Sorry everyone, I don't have a story of massive failure to share with you today. Instead I thought it'd be fun to share this simple story of success -- or at least, success as defined by a vendor at Jamie's company.
A few months back, Jamie's company ran into a Serious Production Issue with their system. I'm sure you're all familiar with the SPI routine: the overhead lights dim; metal sheaths slam down, covering the windows; red SPI lights are activated; an ominous voice repeats "serious production issue" over the PA system; and a special forces team is assembled to solve the problem. At least, that's my company's procedure. Well, with the exception of the PA voice. We hired Majel Barrett (voice of Star Trek's onboard computers) for all of our automated announcements.
The issue with their system lay in its external interface: the Global Logistics Module was erroring out. The failure -- I mean, success -- was caused by a single web service called "Traffic Update." Naturally, no one had any idea what the web service was used for. Not even the vendor did.
To add to the mystery, the Global Logistics Module worked without issue in QA, Test, and Development. It reported that the "Traffic Update" service ran successfully and that they all used the same URL that production used. Jamie, one of the network administrators, logged on to the production server and tried to access the URL ...

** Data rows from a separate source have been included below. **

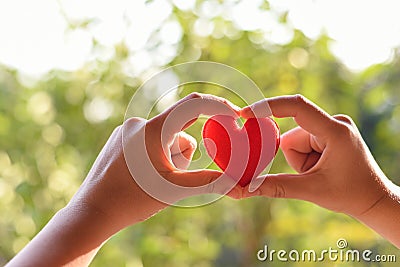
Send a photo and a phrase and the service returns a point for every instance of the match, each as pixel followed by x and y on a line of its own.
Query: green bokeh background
pixel 48 143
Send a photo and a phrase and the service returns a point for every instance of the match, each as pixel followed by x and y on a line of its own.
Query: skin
pixel 335 170
pixel 335 167
pixel 110 200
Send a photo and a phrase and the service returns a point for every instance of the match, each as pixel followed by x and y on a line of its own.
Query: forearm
pixel 72 237
pixel 384 218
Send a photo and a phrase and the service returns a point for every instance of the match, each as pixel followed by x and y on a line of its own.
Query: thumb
pixel 298 186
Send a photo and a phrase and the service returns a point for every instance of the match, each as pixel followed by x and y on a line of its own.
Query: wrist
pixel 384 217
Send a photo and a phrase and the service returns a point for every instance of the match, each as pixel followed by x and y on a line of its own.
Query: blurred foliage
pixel 52 130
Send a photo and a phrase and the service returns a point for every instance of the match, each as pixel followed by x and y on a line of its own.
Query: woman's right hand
pixel 335 167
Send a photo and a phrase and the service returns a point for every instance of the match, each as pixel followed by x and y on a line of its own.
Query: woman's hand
pixel 335 167
pixel 156 152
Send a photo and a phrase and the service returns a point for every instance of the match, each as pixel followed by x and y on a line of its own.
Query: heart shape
pixel 242 153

$ wget https://edi.initech.com/ext/globlgst/traffic_update --11:17:04-- https://edi.initech.com/ext/globlgst/traffic_update => ext/globlgst/traffic_update Connecting to edi.initech.com:443 ... connected! HTTP request sent, awaiting response ... 403 Not Allowed 11:17:04 ERROR 403: Unknown Service
The service didn't exist. They let the vendor know their findings and shortly thereafter received the following email response:
We've changed the configuration of the production Global Logistics interface to no longer accept HTTP 403 and other failures as success. Your test installations still accept 403. Because you will likely experience several other errors from the service when it fails, we've changed the configuration back.
That explained why they never really had problems with the service before. And fortunately, they won't be experiencing any failures any time soon; only success.